Genel Başkanlık rüyaları gören üç aday Akşener, Aydın ve Ogan, eğer tüzük kurultayı için yeterli imzayı toplayabilirlerse, Devlet Bahçeli’nin B ve C planları vardır. B planı, kurultay çağrısını reddedip mahkeme yolunu göstermek. İş yargıya giderse, büyük ihtimalle Bahçeli ve MHP Genel Merkezi lehine sonuçlanır. Neden böyle diyorum, çünkü ve ne yazık ki biz de yargı bağımsız değil, egemen güçlerden esen rüzgârlara göre karar veriyor. Bugün o güçler Bahçeli’nin orada durmasını istiyor. Peki hani olur a, mahkeme kurultay çağrısını yasaya ve usule uygun buldu ve kurultay toplandı, ne olur o zaman? İşte o zaman kaybedeceğini görür Bahçeli, fakat partiyi bu üç kişiye asla teslim etmez, çekilir ve yepyeni bir adayı ortaya sürüp onu destekler.

Kim olur bu aday ya da adaylar? En başta Ümit Özdağ ve Süleyman Servet Sazak olur, başka sürpriz isimler de çıkabilir… Elli yıllık geçmişi olan bir siyasal hareketin içinden onlarca çaplı, yetenekli, dürüst lider adayları çıkabilir… Yani MHP, şimdi ortalarda gezinen ve medya tarafından pohpohlanan bu üç adaya muhtaç değildir ve bana göre (eğer MHP’yi biraz tanıyorsam) kazanma şansları yoktur. Bunlar namları yürüsün, gündemde kalsınlar, geleceğe dönük güç pompalasınlar hesabındalar…

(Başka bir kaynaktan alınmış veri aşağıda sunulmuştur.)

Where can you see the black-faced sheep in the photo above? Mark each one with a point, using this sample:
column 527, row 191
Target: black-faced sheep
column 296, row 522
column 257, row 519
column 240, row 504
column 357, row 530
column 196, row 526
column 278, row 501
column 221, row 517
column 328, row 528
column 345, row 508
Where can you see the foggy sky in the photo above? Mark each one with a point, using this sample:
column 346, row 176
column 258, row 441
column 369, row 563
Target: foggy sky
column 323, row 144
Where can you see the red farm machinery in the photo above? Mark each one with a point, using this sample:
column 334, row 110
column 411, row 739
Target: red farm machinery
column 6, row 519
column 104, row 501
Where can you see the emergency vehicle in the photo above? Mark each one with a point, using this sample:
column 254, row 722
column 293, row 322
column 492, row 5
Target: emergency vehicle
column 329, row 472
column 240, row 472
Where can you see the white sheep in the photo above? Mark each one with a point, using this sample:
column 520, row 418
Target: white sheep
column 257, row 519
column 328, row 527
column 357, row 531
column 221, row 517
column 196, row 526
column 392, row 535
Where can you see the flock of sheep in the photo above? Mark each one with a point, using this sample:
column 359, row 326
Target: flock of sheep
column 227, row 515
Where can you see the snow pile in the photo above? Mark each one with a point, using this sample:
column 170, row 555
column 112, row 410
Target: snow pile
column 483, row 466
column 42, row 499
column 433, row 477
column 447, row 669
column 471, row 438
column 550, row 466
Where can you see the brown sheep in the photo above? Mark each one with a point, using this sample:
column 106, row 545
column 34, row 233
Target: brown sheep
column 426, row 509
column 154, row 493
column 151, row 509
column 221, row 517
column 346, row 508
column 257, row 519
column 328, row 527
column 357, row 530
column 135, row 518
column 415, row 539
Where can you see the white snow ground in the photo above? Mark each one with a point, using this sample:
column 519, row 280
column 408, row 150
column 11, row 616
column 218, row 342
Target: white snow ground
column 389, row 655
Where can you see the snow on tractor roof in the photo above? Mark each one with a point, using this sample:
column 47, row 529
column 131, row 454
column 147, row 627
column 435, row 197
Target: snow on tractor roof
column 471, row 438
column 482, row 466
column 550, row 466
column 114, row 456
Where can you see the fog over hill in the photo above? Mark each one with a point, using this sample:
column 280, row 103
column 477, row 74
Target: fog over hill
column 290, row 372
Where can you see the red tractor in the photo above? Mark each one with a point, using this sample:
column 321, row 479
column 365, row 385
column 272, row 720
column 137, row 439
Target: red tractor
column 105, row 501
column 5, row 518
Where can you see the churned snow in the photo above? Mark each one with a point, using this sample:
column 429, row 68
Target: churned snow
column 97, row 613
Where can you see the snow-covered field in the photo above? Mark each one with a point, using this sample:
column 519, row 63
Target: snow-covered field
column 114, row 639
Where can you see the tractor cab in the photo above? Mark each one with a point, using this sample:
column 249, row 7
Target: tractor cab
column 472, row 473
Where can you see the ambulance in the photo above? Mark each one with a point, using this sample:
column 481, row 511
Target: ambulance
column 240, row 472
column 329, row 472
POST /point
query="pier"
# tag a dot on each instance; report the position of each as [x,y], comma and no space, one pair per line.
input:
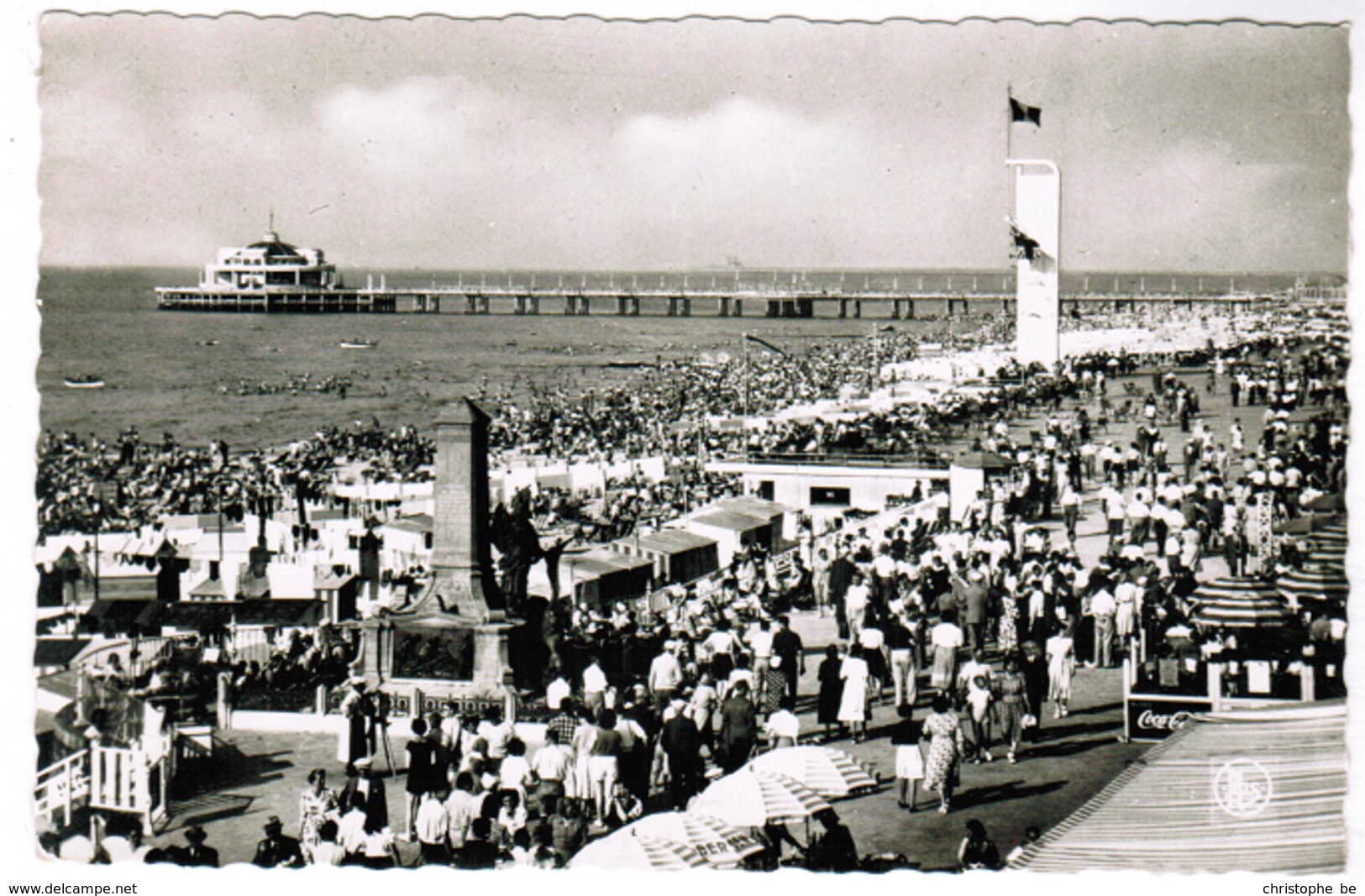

Yani Bahçeli’nin lehine çekildiği aday, MHP Genel Başkanlığı koltuğuna oturur

Çünkü birleştirici aday konumuna gelir biranda ve peşinden sürükler herkesi. Yalnız delegeden, partiliden de değil, ülkücünün küskününden de, bezgininden de, kızgınından da destek gelir.

Bu durum Bahçeli’yi de büyütür, aksakal, akil adam, onursal genel başkan, bilge adam olarak yararlanılır kendisinden…

O ki söz buraya geldi, aynı gazetede (Yeniçağ’da) yazarlık yaptığım, dostluğum merhabam da olan Ümit Özdağ ve babası rahmetli Muzaffer Özdağ’a dair tarihsel değeri bulunan bazı anılarımı paylaşayım:

“Onu 1966 yılında Erzurum Halk Eğitim Merkezi’nde ‘Anlaşılamayan Atatürk’ konulu konferansında dinlemiş, hayran olmuştum, ne güzel konuşuyordu, ne kadar bilgiliydi ve ne kadar beyefendiydi. Lise son sınıfta okuyordum o yıl.

Aradan üç yıl geçti, bu üç yıl zarfında ben Muzaffer Özdağ’ı basından hep takip ettim. 1969 seçimleri arifesinde MHP’deki görevlerinden ayrılmasına ve milletvekili adayı olmamasına da çok üzüldüm.

Türkeş ve Dündar Taşer’le ilke ve ideoloji kayrılığı varmış, öyle diyorlardı.

Seçimlerden sonra duyduk ki bir gün, Muzaffer Özdağ, Erzurum’a gelmiş, arkadaşı Yüzbaşı Ercüment Yahşi’nin evinde misafir. Hemen damladık Ercüment Yahşi’nin eşi Leyla Yahşi’nin eczanesine ve rahmetli Özdağ’ı, birkaç gün sonra yapacağımız Ülkü Ocakları’nın gecesine davet etmek istediğimizi söyledik.

Davetimize icabet etmekle kalmadı rahmetli Özdağ, Hemşin Pastanesinde bizimle sohbet etmeyi de kabul etti.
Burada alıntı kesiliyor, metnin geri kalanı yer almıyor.